|By Lacey Thoms||
|March 2, 2016 03:15 PM EST||
Recently, Forbes contributing writer and enterprise software, application development, and data management expert Adrian Bridgwater discussed how important it is to understand what freedom really means in the open source world. In open source, the word “free” refers to the liberty that users have in running, distributing, changing and improving the software, rather than its price.
In fact, while “free” is an appealing word to many C-suite executives, it’s of prime importance that those who are just now considering implementing open source software in their organization understand that it’s the liberty that open source allows that benefits the enterprise, not necessarily the price tag. Open source allows for great freedom for how software is modified, used and shared within an organization, which can lead to greater creativity, innovation, and productivity free from licensing or functionality concerns.
Bridgwater stressed that open source must be kept “open” in order for it to provide the most benefits to an enterprise. Developers both inside and outside of the organization should all be able to participate contribute to design and development of open source projects. What this means for an enterprise is keeping the technical aspects of the open source product, the improvements and changes being made, and other contributions in the public eye, rather than hiding them or thinking of them as “proprietary.” This is one way that open source remains a thriving and vital community, but it can also go against the way C-suite executives usually think about their business and their assets.
A few more points to consider when using open source software on the corporate level:
Find ways to give back: The way enterprises “pay” for open source software isn’t necessarily in dollars. Providing user feedback on the product, contributing new code, and providing documentation updates all help support the community and keep the open source application thriving.
Keep it open: Understand that the strength of open source is the community of people who collaborate on and contribute to it. Think of your organization’s contributions to open source as part of your “payment,” as well as a way to keep it truly free.
Find the freedom in the functionality: Since open source can be manipulated, changed and modified to fit a variety of unique needs and applications, it can represent a great benefit to the enterprise.
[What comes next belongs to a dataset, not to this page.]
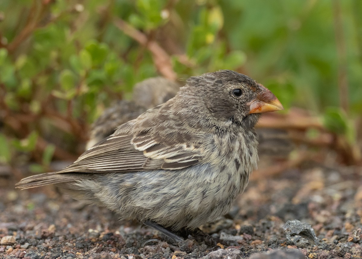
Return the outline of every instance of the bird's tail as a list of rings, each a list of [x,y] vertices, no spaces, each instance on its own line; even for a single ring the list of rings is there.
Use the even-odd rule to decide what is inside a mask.
[[[21,180],[15,185],[22,190],[49,184],[73,182],[79,179],[78,174],[57,173],[55,172],[36,174]]]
However, it’s important to keep in mind that the true freedom in open source is about liberty and inclusiveness, rather than the bottom line.
Open source is changing the way that software is developed and used at every level of the organization. Embracing the meaning behind open source opens up new avenues of possibility for software use and development within the enterprise, as well as a chance to become part of a thriving and vital community. The more you give back to open source, the more you get. Open source is all about sharing, and although the price tag might be attractive, it’s not where the true freedom lies.